Le luci iniziarono a spegnersi e a riaccendersi, il vento divenne sempre più forte e decisi di andare anche io.
Superata l'entrata della biblioteca il freddo mi travolse, l'ombrello si ruppe a causa del forte vento, lo chiusi, era ben poco utile.

La pioggia era incessante, i miei vestiti divennero immediatamente fradici, ma per una ragione sconosciuta scoppiai a ridere, feci una giravolta su me stessa e sorrisi.
«Oggi hai tanto dolore signor cielo, fai bene a non trattenerti»
Forse parlavo con me stessa più che altro.

Vedere dinanzi a me era difficile, sarebbe stato opportuno aspettare che il tempo si calmasse, gelare dal freddo era inevitabile però.

Decisi di rientrare in biblioteca, appena mi girai una macchina si fermò dietro di me e sentii una voce chiamarmi per nome, mi voltai.

«Sali, ti ammalerai»
Mi disse Hero aprendo la portiera dell'auto, esitai per un secondo a causa della confusione, ma salii.

«Grazie»
Dissi tremando, forse era tardi, mi stavo già ammalando.

Si tolse la felpa e me la porse.
«Se terrai quella maglietta a lungo rischi davvero di stare male, non mi interessa guardarti, mi giro dall'altro lato tranquilla»

Acconsentii con la testa, lui si voltò ed io misi la sua felpa, era morbida e fortunatamente calda.
Lo ringraziai nuovamente, ma lui non rispose.

«Quasi dimenticavo: dove abiti?»
Chiese, sorprendentemente, ridendo.
La sua risata era contagioso, mi venne spontaneo sorridere.

Ci dirigemmo verso casa mia, la pioggia peggiorava.

«Tutte le strade per casa tua sono bloccate e a piedi andarci è una pazzia»
Mi disse dopo aver girato a lungo.

«Hai più opzioni: scendi e rischi di farti investire o ammalarti, o parcheggio e resti in macchina con me, oppure vieni a casa mia fino a quando non si calma tutto»

"È uno sconosciuto, potrebbe ucciderti"
Pensai.
"Ma in fondo che me ne importa?"
Pensai di nuovo.

«Necessito di qualcosa di caldo per cui l'ultima opzione forse è la migliore, se non è un disturbo ovviamente e se non vuoi uccidermi»
Risposi ridendo.

«Beh, un assassino non svela mai i propri segreti»
Rispose con un'espressione seria, corrugai la fronte e lui scoppiò a ridere.
«Dovresti vedere la tua faccia»
«Non sei affatto divertente»
Ribadii ma non riuscii a trattenermi dal ridere.

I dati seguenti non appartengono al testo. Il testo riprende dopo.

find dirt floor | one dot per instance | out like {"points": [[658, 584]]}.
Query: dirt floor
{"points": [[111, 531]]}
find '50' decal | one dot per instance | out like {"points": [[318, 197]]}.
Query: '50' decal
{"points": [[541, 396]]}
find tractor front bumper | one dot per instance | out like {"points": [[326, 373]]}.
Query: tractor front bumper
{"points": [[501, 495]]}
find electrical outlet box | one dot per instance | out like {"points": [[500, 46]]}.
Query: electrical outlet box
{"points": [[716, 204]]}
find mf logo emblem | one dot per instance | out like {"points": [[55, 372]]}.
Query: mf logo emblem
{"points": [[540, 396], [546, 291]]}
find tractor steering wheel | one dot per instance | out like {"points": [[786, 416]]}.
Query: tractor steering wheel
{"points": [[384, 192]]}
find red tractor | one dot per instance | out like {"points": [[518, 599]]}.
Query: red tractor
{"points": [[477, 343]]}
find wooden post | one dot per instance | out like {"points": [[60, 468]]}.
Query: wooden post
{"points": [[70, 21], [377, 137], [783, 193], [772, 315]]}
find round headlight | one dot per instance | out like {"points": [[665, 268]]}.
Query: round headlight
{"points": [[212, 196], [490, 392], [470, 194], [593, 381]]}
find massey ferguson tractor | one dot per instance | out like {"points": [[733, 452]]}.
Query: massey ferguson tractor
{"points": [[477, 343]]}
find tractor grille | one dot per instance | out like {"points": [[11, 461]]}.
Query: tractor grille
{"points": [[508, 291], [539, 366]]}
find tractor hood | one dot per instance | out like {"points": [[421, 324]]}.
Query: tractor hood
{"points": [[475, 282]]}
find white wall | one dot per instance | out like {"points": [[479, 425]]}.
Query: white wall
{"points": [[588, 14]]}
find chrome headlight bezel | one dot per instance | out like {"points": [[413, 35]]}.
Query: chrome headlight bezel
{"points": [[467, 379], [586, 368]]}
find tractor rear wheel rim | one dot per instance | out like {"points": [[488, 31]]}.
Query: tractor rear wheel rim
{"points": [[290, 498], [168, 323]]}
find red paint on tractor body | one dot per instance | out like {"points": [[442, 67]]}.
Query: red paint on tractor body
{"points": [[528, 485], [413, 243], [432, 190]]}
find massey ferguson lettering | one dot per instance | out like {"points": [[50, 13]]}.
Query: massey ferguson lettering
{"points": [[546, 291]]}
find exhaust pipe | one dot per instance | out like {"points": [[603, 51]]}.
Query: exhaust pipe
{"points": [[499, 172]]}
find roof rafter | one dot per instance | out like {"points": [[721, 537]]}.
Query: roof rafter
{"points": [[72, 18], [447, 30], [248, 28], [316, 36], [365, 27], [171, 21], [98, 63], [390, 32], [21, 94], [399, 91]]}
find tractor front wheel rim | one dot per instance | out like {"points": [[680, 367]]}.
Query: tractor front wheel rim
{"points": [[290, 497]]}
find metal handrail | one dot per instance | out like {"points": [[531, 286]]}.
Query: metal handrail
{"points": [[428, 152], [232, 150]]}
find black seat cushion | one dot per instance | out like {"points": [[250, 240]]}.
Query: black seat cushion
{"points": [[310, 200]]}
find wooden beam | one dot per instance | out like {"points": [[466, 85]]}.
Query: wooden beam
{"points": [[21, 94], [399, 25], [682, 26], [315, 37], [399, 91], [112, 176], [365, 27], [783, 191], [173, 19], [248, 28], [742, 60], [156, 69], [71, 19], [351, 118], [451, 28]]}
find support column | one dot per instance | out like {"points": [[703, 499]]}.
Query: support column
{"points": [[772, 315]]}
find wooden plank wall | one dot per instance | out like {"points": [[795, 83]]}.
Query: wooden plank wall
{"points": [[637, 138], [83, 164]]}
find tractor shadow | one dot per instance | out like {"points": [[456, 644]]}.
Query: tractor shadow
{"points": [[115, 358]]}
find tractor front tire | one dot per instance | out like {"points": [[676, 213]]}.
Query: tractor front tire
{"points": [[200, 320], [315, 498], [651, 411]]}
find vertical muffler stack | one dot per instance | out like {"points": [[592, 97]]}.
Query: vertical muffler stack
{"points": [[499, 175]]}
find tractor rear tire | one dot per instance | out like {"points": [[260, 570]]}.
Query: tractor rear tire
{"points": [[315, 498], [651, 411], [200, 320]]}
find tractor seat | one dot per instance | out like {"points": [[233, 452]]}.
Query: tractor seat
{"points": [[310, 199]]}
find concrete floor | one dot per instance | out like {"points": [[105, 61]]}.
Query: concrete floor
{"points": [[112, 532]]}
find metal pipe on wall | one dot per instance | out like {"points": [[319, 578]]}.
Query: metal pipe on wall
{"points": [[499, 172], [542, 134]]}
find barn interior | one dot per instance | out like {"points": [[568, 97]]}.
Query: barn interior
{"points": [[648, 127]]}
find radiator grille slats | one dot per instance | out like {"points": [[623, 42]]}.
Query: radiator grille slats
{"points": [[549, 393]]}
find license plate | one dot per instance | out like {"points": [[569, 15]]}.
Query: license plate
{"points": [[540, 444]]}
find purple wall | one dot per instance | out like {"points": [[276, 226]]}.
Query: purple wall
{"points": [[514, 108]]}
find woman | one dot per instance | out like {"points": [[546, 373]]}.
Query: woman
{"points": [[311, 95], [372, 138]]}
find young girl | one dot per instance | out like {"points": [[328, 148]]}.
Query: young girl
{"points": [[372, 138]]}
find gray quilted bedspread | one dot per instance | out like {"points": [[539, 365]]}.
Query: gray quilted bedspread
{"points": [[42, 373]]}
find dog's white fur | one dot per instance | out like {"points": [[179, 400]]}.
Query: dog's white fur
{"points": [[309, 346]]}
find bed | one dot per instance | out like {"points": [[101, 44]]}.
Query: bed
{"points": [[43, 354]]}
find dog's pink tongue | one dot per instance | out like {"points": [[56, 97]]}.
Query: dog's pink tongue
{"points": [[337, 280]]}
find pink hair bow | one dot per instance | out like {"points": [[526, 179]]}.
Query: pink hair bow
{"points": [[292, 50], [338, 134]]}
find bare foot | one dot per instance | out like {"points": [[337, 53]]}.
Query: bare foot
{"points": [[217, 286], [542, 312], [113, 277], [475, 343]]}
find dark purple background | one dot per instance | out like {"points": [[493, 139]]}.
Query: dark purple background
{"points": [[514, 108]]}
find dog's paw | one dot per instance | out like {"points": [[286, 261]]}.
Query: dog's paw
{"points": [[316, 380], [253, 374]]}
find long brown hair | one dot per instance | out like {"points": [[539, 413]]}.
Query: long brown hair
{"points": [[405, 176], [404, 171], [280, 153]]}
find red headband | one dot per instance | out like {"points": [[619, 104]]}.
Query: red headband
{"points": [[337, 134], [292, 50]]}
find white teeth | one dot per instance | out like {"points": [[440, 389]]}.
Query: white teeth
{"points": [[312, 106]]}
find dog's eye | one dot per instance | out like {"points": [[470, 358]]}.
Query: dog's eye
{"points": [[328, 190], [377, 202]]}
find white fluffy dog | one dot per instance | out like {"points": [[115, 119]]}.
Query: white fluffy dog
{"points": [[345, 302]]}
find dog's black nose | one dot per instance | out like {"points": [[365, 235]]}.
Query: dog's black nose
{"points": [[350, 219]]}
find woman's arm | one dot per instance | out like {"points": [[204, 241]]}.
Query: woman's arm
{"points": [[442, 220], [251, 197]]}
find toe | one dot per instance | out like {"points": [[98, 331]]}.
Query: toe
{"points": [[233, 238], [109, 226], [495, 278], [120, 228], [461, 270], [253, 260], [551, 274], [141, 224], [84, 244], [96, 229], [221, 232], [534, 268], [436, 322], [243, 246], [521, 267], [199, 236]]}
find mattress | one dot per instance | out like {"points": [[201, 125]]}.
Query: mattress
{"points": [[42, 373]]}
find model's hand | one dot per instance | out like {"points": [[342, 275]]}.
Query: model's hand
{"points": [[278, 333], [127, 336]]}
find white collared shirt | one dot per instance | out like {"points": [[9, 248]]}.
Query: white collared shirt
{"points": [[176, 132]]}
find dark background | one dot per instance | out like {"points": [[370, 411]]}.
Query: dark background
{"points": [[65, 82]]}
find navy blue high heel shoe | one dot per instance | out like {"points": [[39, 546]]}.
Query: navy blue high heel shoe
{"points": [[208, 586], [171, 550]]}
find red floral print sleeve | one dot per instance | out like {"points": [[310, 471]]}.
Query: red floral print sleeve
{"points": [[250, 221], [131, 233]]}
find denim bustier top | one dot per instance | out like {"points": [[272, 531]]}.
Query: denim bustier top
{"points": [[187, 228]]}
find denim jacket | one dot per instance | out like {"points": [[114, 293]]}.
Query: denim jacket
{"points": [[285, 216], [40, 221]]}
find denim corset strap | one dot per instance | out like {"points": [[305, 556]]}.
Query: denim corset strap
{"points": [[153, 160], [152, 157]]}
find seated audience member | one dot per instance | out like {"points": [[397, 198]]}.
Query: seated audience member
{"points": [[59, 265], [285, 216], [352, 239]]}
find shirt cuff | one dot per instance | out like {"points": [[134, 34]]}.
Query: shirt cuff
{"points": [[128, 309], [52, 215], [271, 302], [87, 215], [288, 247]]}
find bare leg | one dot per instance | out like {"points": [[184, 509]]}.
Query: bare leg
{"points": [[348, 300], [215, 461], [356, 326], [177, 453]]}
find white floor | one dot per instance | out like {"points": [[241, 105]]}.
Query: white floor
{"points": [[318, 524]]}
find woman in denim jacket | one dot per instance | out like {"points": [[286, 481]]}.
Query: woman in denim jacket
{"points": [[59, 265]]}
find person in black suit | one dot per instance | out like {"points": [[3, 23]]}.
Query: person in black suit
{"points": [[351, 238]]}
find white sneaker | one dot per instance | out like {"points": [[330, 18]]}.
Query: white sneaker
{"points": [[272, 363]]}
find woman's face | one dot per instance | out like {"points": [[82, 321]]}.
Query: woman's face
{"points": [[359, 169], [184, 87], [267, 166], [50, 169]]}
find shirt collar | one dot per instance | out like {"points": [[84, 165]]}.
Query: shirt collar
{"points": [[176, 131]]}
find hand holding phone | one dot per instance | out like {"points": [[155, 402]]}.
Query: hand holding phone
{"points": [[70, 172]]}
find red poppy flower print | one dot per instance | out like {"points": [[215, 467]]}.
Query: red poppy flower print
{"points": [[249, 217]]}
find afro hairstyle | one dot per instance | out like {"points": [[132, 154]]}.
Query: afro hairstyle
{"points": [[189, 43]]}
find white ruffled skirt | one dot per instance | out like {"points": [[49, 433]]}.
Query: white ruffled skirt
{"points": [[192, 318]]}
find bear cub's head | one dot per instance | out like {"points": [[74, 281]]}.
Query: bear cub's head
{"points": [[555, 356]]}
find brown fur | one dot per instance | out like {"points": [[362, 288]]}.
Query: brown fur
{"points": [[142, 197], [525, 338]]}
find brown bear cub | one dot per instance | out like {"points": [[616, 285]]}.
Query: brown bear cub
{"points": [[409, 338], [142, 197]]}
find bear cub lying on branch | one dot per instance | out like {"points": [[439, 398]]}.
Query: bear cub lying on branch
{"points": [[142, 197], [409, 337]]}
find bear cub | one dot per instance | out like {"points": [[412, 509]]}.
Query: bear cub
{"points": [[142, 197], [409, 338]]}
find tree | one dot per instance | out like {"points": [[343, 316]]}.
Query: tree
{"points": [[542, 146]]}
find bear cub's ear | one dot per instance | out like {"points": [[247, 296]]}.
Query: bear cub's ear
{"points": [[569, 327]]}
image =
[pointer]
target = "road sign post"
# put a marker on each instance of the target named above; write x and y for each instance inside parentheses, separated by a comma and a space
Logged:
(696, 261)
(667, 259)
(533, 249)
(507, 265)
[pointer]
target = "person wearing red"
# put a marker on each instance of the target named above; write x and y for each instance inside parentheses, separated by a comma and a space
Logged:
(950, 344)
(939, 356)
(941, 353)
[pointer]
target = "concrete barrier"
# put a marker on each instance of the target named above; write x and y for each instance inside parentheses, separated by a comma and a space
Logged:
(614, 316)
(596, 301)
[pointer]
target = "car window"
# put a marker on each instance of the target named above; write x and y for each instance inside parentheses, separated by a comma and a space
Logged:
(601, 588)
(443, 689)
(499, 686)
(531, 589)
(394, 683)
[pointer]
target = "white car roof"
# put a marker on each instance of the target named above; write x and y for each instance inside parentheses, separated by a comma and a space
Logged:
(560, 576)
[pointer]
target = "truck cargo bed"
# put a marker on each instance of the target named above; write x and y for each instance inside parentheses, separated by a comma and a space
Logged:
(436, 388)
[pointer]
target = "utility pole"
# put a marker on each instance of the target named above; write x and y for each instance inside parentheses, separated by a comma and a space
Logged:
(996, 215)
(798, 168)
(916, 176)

«Se non lo fossi non staresti sorridendo»
E non potevo dargli torto.

Per il resto del tragitto restammo in silenzio.
"Quindi non sembra sempre incazzato col mondo"
Riflettei.

Parcheggiò davanti ad una casa molto grande, ma al contempo semplice.
Prese un ombrello dai sedili posteriori e mi disse di aspettare: scese e mi aprii la portiera, mi disse di correre e ci dirigemmo verso la casa.

Appena entrata mi sorprese quanto ordinata fosse quella casa, era tutto perfetto, ma sembrava alquanto vuota.

Lui mi sorpassò ed io d'istinto lo seguì, entrò nella cucina: una stanza molto moderna, con ripiani in marmo, mobili bianchi ed un grande tavolo al centro.

«Ti preparò una camomilla, devi riscaldarti»
Era premuroso, gliene ero grata, non era obbligato ad essere gentile con una sconosciuta.

La tazza di camomilla calda dopo tutto il freddo preso era din gran aiuto.